Have you ever searched for something valuable only to find it later in the most surprising place?
Something like that happened to archeologist Howard Carter and his team as they hunted for King Tut, the only pharaoh whose tomb had never been discovered in the Valley of the Kings. Carter was quite certain where to look and worked diligently for five years without any success. Finally, Lord Canarvon, the rich aristocrat sponsoring the dig, wanted to quit. “You haven’t found Tut,” he told Carter, “and you’ve looked everywhere.”
“Not everywhere,” Carter countered. “We haven’t dug under our camp!”
He convinced Canarvon to fund one more season. And wouldn’t you know it. All this time King Tut had lain in the ground beneath their tents.
MORAL OF THE STORY: How true that the treasure we seek may very well be “close to home,” exactly where we haven’t been looking.
SPIRITUAL APPLICATION: II Corinthians 4:7 says, “We have this treasure in jars of clay . . . ” Our treasure, Jesus, is right here! How amazing that His Spirit lives inside our humble bodies, these “jars of clay.”
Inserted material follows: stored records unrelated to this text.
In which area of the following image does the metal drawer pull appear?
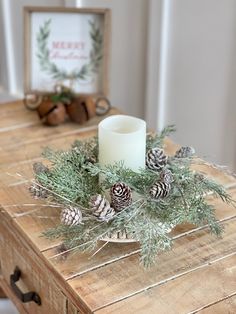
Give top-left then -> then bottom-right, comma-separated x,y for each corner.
10,266 -> 41,305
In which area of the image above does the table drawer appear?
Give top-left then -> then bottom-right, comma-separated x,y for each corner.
0,220 -> 67,314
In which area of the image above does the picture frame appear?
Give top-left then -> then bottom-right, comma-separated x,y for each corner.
24,7 -> 111,97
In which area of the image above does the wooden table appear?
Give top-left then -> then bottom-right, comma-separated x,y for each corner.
0,102 -> 236,314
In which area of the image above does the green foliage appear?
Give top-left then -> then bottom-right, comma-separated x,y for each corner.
36,19 -> 103,81
36,126 -> 233,267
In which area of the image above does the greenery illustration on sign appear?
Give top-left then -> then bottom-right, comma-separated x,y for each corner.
37,19 -> 103,81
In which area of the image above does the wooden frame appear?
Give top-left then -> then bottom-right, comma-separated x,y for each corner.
24,7 -> 111,96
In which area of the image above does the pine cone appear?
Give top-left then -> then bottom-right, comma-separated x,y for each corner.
110,182 -> 132,211
33,162 -> 49,174
89,194 -> 115,222
29,183 -> 48,198
146,147 -> 168,171
149,181 -> 171,199
160,169 -> 174,184
61,206 -> 82,226
175,146 -> 195,158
We don’t need to waste time looking for eternal treasure among the empty tombs of this world because He is “near to all who call upon him in truth” (Psalm 145:18). Jesus said, “All who love me will do what I say. My Father will love them, and we will come and make our home with each of them” (John 14:23 NLT).
And that’s the greatest “close to home” treasure we could ever find!
In November 1922, the wait paid off, when Carter’s team found steps hidden in the debris near the entrance of another tomb. The steps led to an ancient sealed doorway bearing the name Tutankhamen. When Carter and Lord Carnarvon entered the tomb’s interior chambers on November 26, they were thrilled to find it virtually intact, with its treasures untouched after more than 3,000 years. The men began exploring the four rooms of the tomb, and on February 16, 1923, under the watchful eyes of a number of important officials, Carter opened the door to the last chamber.
Inside lay a sarcophagus with three coffins nested inside one another. The last coffin, made of solid gold, contained the mummified body of King Tut. Among the riches found in the tomb–golden shrines, jewelry, statues, a chariot, weapons, clothing–the perfectly preserved mummy was the most valuable, as it was the first one ever to be discovered. Despite rumors that a curse would befall anyone who disturbed the tomb, its treasures were carefully catalogued, removed and included in a famous traveling exhibition called the “Treasures of Tutankhamen.” The exhibition’s permanent home is the Egyptian Museum in Cairo.
P.S. Another fun fact, Lord Canarvon’s house is where Downton Abbey was filmed.